In a recent report by the Associated Press, “Al Qaida may be looking to Africa”, the AP makes the case that “al Qaida may be looking in the desserts and jungles of Africa as a haven where terrorists could train recruits and plan new attacks.” These are the conclusions of Deputy Commander of the United States European Command Air Force Gen. Charles Wald. “Key among U.S. military proposals to fight back is deploying American units of about 200 soldiers to train armies throughout the continent, patrol alongside them, or hunt terrorists on short notice if necessary.”

"We need to drain the swamp," Wald beamed, in the thinly veiled vernacular that is particular to America’s new colonial elite.

Wald said some terrorists had been “sent to Iraq from North Africa, and there were indications that al-Qaida has established a presence and tried to recruit in North Africa over the past two years.”

In response to these dubious observations the Pentagon will be undergoing “a major reconfiguring of its forces” under the European Command to address the suspicions that a few rogue al Qaida members might be collecting in the African “outback”. This is an attempt to conceal the real motive behind the intervention; a desire to project American military power in the region.

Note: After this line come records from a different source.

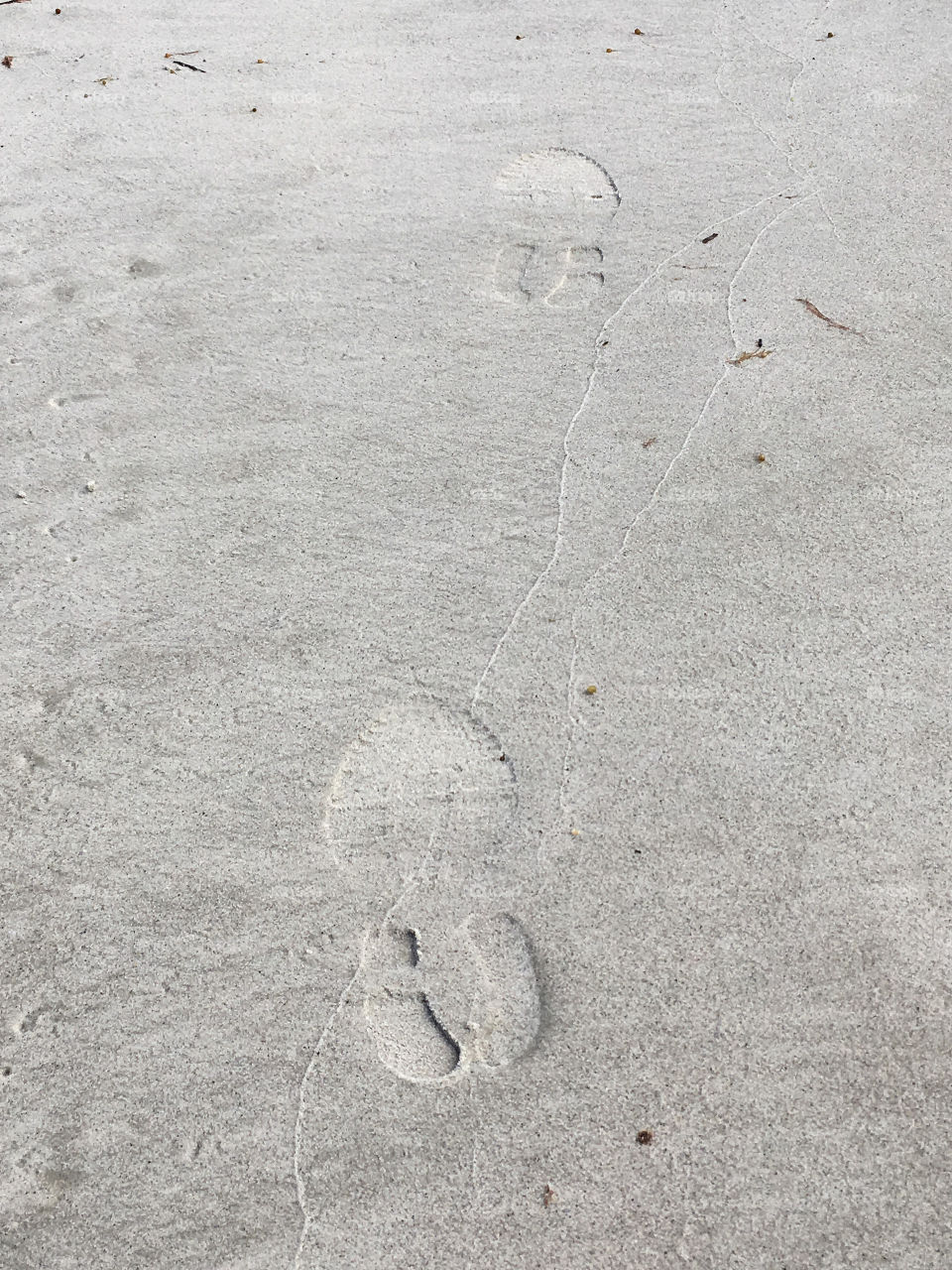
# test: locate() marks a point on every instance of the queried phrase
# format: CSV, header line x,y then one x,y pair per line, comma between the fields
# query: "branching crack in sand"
x,y
304,1080
572,717
570,431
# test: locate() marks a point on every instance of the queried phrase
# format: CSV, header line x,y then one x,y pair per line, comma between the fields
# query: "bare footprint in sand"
x,y
444,997
560,203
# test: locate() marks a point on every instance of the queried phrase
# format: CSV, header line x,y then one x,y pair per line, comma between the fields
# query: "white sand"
x,y
370,394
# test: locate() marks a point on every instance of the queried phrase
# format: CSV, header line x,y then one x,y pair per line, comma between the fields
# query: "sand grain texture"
x,y
367,398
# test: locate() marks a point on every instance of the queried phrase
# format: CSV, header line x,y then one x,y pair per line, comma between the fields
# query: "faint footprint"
x,y
506,1014
444,996
414,1039
560,204
411,1039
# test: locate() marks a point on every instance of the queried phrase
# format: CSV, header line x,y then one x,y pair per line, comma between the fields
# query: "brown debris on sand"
x,y
838,325
746,357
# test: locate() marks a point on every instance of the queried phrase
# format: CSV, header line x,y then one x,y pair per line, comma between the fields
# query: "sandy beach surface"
x,y
476,558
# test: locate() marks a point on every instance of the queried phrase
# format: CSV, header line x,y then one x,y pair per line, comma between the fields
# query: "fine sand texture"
x,y
476,563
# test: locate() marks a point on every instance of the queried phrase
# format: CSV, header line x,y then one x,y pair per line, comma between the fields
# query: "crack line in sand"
x,y
643,512
566,440
302,1092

As Senator Robert Byrd recently opined, “I might have been born at night, but it wasn’t last night!”


The new arrangements for troop deployments focus almost entirely on oil producing countries that are considered critical to America’s energy needs. (Nigeria, Sudan, Gabon, Chad) These countries could very well supply nearly 25% of the petroleum the US consumes yearly.

Not surprisingly, the infestation of terrorist groups always seems to crop up in these oil-rich locations. It almost seems like someone in al Qaida caught a glimpse of Mr Cheney’s secret “energy papers” and is working out a parallel strategy.


Typical of most reporting from the Associated Press, it takes a bit of “sorting out” to wade through the political spin and figure out the gist of what is going on. In this case, once again, we see the US Military is being implemented as A PUBLICLY FUNDED SECURITY APPARATUS FOR PRIVATE INDUSTRY. (excuse the bold print) This, of course, is the modern-day function of the military, although many Americans still believe the nonsensical rhetoric that it operates in the interests of national defense.

It does not. It is entirely devoted to RESOURCE ACQUISITION AND SECURITY FOR THOSE SAME RESOURCES.


There’s no reason for the US to be in Africa, anyone can see that. (Although, The Heritage Foundation, a conservative U.S. think tank, is pushing for the U.S.-based Central Command to take over responsibility for the entire continent. So, we can see that these imperial aspirations are not limited to the White House.) And, we know what Africa’s real problems are; the AIDS epidemic, famine, poverty, disease and political instability. Any of these eclipse the dangers of terrorism.

The Bush Administration has done next to nothing to tackle these pressing needs. (The commitment 2 years ago to provide $15 billion to AIDS in Africa has dissipated into a paltry $2 billion, mostly provided to “abstinence only” programs; the medieval approach to birth control) Instead, they are embarking on another military adventure that will guarantee massive suffering and strip the people of the resources that might lift them out of their dire predicament.

Just more grist for the Bush-mill.


The African deployment demonstrates how the administration is trying to corner to world’s oil market while camouflaging their intention to do so. As always, they are more than willing to sacrifice innocent lives to achieve their objectives.

How long will the American people accept the War on Terror as an excuse for intervention, aggression and plunder?


Any “swamp draining” should be limited to 1600 Pennsylvania Avenue.